To ascertain the level of agreement among the three methods for segregating luminal cases into low- and high-risk subgroups, kappa statistics were calculated that ranged from 0.06 to 0.22 indicating only slight to fair agreement. Variation in the distribution of luminal subtypes using the three different approaches and low kappa values suggest that the various methods are identifying different patients as being in the poor prognostic group. Therefore, survival analysis was repeated to investigate whether using a combination of these markers provides more accurate prognostic information. The following combinations were analyzed: high-risk luminal=Ki67 high and PR negative; high-risk luminal=Ki67 high and TP53 positive; high-risk luminal=Ki67 high and either PR negative or TP53 positive. Each time, the remaining tumors in ER+ group were defined as low-risk luminal. Using these definitions, high-risk luminal tumors were consistently found to have poorer disease-free survival compared with low-risk luminal tumors with log-rank P-values of 0.0005, 0.0283, and 0.0001, respectively (Figure 2). Furthermore, when we define high-risk luminal by Ki67 and either PR or TP53, the percentage of recurrences is highest, demonstrating that this approach to classification is the most sensitive at identifying more of the poor prognosis patients (Table 3).
Luminal Subgroups and Clinicopathologic Parameters
Correlation of the luminal intrinsic subgroups (defined using Ki67 and either TP53 or PR) with clinical parameters and tumor characteristics is presented in Table 4. High-risk luminal tumors were found to significantly correlate with higher tumor grade (P<0.0001). When the luminal subgroups defined using two markers (Ki67 and TP53 or Ki67 and PR) were compared, higher tumor grade (P<0.0001, highly significant) was again found to be associated with high-risk luminal subtype (Supplementary Tables S3 and S4).
Discussion
Gene expression profiling and immunohistochemical biomarkers have identified subsets of patients with invasive breast carcinoma that have distinct clinical outcomes. Patients with molecularly defined luminal B tumors show highest mortality after 5–8 years.22 Late relapse of the latter subtype may be triggered by discontinuation of endocrine therapy or may reflect its natural history and intrinsic aggressiveness. As such, there is a clear need to prospectively identify patients with luminal B cancers, particularly those in the lymph node-negative category, who may benefit from adjuvant chemotherapy.

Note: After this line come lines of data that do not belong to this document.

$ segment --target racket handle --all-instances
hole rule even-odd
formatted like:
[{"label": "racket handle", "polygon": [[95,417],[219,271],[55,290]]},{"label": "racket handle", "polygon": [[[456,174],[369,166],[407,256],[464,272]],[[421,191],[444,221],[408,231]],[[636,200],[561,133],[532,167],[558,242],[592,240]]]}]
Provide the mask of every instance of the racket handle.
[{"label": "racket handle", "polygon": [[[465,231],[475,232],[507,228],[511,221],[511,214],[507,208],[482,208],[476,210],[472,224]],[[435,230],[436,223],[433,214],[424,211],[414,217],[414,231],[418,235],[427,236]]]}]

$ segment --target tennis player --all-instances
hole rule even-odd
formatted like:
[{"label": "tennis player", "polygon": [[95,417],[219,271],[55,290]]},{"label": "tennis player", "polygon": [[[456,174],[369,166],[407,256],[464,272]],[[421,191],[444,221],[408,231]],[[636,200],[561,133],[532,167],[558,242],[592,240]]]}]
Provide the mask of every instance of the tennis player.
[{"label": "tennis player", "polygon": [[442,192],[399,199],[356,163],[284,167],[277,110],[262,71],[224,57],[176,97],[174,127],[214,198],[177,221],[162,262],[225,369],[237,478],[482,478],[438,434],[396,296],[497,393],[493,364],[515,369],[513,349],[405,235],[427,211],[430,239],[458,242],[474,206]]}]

Increasingly medical oncologists are utilizing molecular tests to guide therapeutic decision making with the Oncotype DX® (Genomic Health) recurrence score gaining widespread acceptance in routine practice. The recurrence score has been shown to correlate with risk of both loco-regional23 and distant recurrence in ER-positive, node-negative breast cancer.24, 25 Furthermore, this 21 multigene assay is predictive of treatment response to endocrine therapy when the recurrence score is low and to chemotherapy when the recurrence score is high.26, 27 Proliferation-related genes receive the highest weighting in the algorithm and consequently make the greatest contribution to the determination of the recurrence score. Therefore, the test essentially differentiates good prognosis luminal A cases from poorer prognosis luminal B cases.13, 28 Supportive of this conclusion is the finding that among ER-positive, luminal B tumors the rate of high-risk designation with Oncotype DX® is 93%.29
The contribution of molecular classification to clinical decision making in breast cancer is limited by its high cost and its close correlation with established prognostic markers. For example, higher Oncotype DX® recurrence scores have been shown to correlate with high grade, PR negativity, and HER2 positivity.8, 16, 17, 30 Furthermore, an immunohistochemical panel of ER, PR, HER2, and Ki67 in conjunction with standard clinicopathological parameters (IHC4 score) has been shown to provide similar prognostic information to the recurrence score in hormone receptor-positive patients treated with endocrine therapy.31 Integration of such an immunohistochemical panel into routine practice would merely require the addition of Ki67 to the pathologist’s workload. Unfortunately, Ki67 immunohistochemistry poses a number of challenges including (i) definition of a clinically relevant cut point, (ii) the impact of intratumoral heterogeneity, and (iii) the appropriateness of using the most proliferative area or the average proliferation rate.32
Given that the Ki67 proliferation index represents a continuum, where best to define a clinically relevant cut point is unclear. Although levels ranging from 10 to –20% have been most commonly used to segregate patient populations, the International Ki67 in Breast Cancer Working Group was unable to reach a consensus regarding the optimal cut point for use in clinical practice.32 Cheang et al proposed 14% as the ideal cut off point for the Ki67 index in differentiating luminal A from B cases. This threshold was calculated based on the gene-expression profiles of 357 breast cancers as determined using PAM50 and subsequently validated in an independent cohort of 4046 breast cancers. PAM50 is a 50 gene predictor of breast cancer intrinsic subtype, which has been shown to be of prognostic and predictive value independent of pathologic stage, grade, and ER status.33 On the basis of these results, they formulated the following immunohistochemical classifier: luminal A=ER and/or PR positive, HER2 negative, and Ki67 index <14%; luminal B=ER and/or PR positive, HER2 negative, and Ki67 index ≥14%. The subgroup of luminal B cases that were HER2 positive was classified separately as ‘luminal-HER2’. This classification was shown to be an independent prognostic indicator with luminal A tumors having the best outcome and luminal-HER2 the worst, regardless of lymph-node status.13 Using the same immunohistochemical definition, Hugh et al14 also demonstrated that luminal B tumors have a worse disease-free survival and overall survival than luminal A cases in a node-positive breast cancer cohort. Millar et al34 in addition to using Ki67 with a cut point of 14% also integrated TP53 into their immunohistochemical classifier, which again was shown to be prognostically informative. Our study which was confined to node-negative patients confirms the findings of these prior studies and further supports the use of 14% as a clinically relevant cut point to distinguish luminal A from luminal B tumors.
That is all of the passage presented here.